Employees must work at least one-third of their normal hours and be paid for that work as normal, but the government will increase wages covering the remaining two-thirds of the pay. The scheme will target all small and medium-sized businesses across the U.K., though larger companies may be eligible if they have experienced a fall in turnover during the crisis.
“I can’t save every business, I can’t save every job, no Chancellor (of the Exchequer) could, but what we can and must do is deal with the real problems that businesses and employees are facing now,” Sunak told the House of Commons on Thursday.
The furlough scheme has subsidized 80% of wages for millions of workers furloughed as a result of the pandemic, but Sunak confirmed in July that it would be wound down as the country began to emerge from lockdown measures, instead offering businesses a bonus program for bringing furloughed employees back to work.
However, with many of those workers having been employed by the hospitality industry and the government now being forced to reintroduce some restrictions due to a spike in Covid-19 infections, economists have warned that the country could face a significant surge in unemployment in the fourth quarter.
Employers retaining furloughed staff on shorter hours can now claim both the Job Support Scheme and the Jobs Retention Bonus.
Sunak also announced an extension of the 5% VAT rate (a value-added sales tax) until March 31, 2021, and pledged to defer VAT bills for businesses, along with enabling them to spread VAT bills over eleven smaller payments in order to prevent a credit crunch in March.
In addition, a “pay as you grow” scheme will enable small businesses to extend their government recovery loans for a decade, up from six years, in order to reduce monthly repayments.
More challenges to come
Earlier this week, Prime Minister Boris Johnson announced a 10 p.m. curfew for hospitality venues in a bid to contain the spread of the virus. The U.K. reported 6,178 cases on Wednesday, up by 1,252 since Tuesday and taking its total confirmed cases past 412,000.
Just last week, the Bank of England gave its first indication that negative interest rates could be under consideration as it looks to play its part in shoring up the economy against the fallout from the pandemic, with GDP having plunged by a record 20.4% in the second quarter.

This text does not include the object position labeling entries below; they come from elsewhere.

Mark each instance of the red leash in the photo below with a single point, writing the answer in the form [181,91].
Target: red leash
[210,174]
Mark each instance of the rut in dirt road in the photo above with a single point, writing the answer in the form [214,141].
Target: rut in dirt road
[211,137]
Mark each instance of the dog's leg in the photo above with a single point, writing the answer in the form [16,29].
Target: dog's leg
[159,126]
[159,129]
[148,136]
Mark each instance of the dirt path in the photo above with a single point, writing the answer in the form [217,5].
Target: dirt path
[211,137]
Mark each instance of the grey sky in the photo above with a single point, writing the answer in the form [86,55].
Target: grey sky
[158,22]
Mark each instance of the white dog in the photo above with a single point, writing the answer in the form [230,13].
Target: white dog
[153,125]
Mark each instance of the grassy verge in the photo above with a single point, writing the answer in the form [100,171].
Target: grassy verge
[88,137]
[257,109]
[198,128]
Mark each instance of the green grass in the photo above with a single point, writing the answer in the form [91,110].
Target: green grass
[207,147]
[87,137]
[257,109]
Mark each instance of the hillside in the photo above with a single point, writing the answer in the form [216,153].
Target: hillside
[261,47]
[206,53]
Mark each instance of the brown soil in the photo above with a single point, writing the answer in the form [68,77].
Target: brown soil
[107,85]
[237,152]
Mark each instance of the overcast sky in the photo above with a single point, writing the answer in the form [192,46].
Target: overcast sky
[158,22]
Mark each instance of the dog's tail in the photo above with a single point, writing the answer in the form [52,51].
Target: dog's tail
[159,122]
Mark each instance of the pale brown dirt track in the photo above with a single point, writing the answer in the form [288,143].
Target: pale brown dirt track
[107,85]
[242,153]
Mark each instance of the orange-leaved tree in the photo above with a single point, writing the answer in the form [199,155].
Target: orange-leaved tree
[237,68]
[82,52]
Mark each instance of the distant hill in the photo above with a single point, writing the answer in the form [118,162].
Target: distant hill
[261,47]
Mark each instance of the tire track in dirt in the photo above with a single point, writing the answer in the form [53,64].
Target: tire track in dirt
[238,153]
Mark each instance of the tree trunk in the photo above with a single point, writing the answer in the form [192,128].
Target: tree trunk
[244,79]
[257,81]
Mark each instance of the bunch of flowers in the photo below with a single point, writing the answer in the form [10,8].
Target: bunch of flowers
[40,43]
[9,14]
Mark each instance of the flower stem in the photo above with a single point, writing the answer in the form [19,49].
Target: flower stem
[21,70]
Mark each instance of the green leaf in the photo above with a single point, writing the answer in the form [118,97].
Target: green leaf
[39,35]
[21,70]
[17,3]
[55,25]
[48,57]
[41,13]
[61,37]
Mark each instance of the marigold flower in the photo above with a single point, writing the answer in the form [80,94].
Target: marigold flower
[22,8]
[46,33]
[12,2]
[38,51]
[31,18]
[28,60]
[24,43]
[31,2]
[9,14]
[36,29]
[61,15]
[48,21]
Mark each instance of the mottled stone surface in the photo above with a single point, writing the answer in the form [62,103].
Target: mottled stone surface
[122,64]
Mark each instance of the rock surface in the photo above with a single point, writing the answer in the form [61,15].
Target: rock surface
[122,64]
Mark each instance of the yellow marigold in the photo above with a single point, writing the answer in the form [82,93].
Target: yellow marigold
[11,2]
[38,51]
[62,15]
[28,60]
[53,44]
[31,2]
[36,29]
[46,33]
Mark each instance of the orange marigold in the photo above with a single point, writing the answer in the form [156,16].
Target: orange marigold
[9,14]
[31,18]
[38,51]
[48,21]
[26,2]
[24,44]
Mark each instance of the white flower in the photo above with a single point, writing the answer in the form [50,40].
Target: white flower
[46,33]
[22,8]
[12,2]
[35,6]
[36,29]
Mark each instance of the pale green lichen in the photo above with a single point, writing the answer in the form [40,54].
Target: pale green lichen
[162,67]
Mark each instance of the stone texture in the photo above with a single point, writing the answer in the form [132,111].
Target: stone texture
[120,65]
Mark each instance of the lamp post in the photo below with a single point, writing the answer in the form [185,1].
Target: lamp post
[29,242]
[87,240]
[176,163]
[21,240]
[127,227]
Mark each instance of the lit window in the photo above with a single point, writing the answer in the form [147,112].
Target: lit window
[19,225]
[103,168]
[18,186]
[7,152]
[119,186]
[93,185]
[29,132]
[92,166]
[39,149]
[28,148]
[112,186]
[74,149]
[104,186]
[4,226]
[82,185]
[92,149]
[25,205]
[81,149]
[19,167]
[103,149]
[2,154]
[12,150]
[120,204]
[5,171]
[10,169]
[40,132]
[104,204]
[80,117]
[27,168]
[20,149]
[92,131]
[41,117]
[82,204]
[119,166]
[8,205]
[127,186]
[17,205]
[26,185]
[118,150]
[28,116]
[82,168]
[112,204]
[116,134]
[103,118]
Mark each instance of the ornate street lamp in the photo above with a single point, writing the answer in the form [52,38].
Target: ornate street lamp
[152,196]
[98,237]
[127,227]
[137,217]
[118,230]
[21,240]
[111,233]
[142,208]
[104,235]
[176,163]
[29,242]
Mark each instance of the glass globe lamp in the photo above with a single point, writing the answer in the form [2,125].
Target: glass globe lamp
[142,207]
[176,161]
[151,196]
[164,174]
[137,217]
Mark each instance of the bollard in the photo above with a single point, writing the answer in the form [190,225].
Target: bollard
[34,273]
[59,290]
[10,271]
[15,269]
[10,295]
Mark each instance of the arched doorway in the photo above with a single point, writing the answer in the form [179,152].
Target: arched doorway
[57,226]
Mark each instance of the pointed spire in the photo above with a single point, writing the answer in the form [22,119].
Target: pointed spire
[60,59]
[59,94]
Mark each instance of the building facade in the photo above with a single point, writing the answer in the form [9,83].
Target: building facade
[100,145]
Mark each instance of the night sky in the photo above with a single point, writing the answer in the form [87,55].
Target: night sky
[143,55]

Karen Ward, chief EMEA market strategist at JPMorgan Asset Management, said it is too early to tell how Covid-19 will alter consumer behavior, and therefore difficult to establish whether the new program is merely delaying an inevitable reallocation of resource.
“Experience of the last few months suggests that consumers want to return to leisure facilities and travel when it is safe to do so. A viable vaccine — news of which could arrive any day — would facilitate a return to life much as we knew in 2019,” Ward said in a statement following the announcement, adding that Sunak was therefore right to ensure support remains in place for now.
She suggested that while the new measures reduce one of the key downside risks to the economy, preventing a sudden windfall of unemployment, other risks remain.
“We still don’t know whether the restrictions already announced will be sufficient to contain the spread of the virus or whether additional measures will be required. And importantly, ending the year without a sufficiently broad trade deal with the EU could lead to yet more challenges for U.K. business.”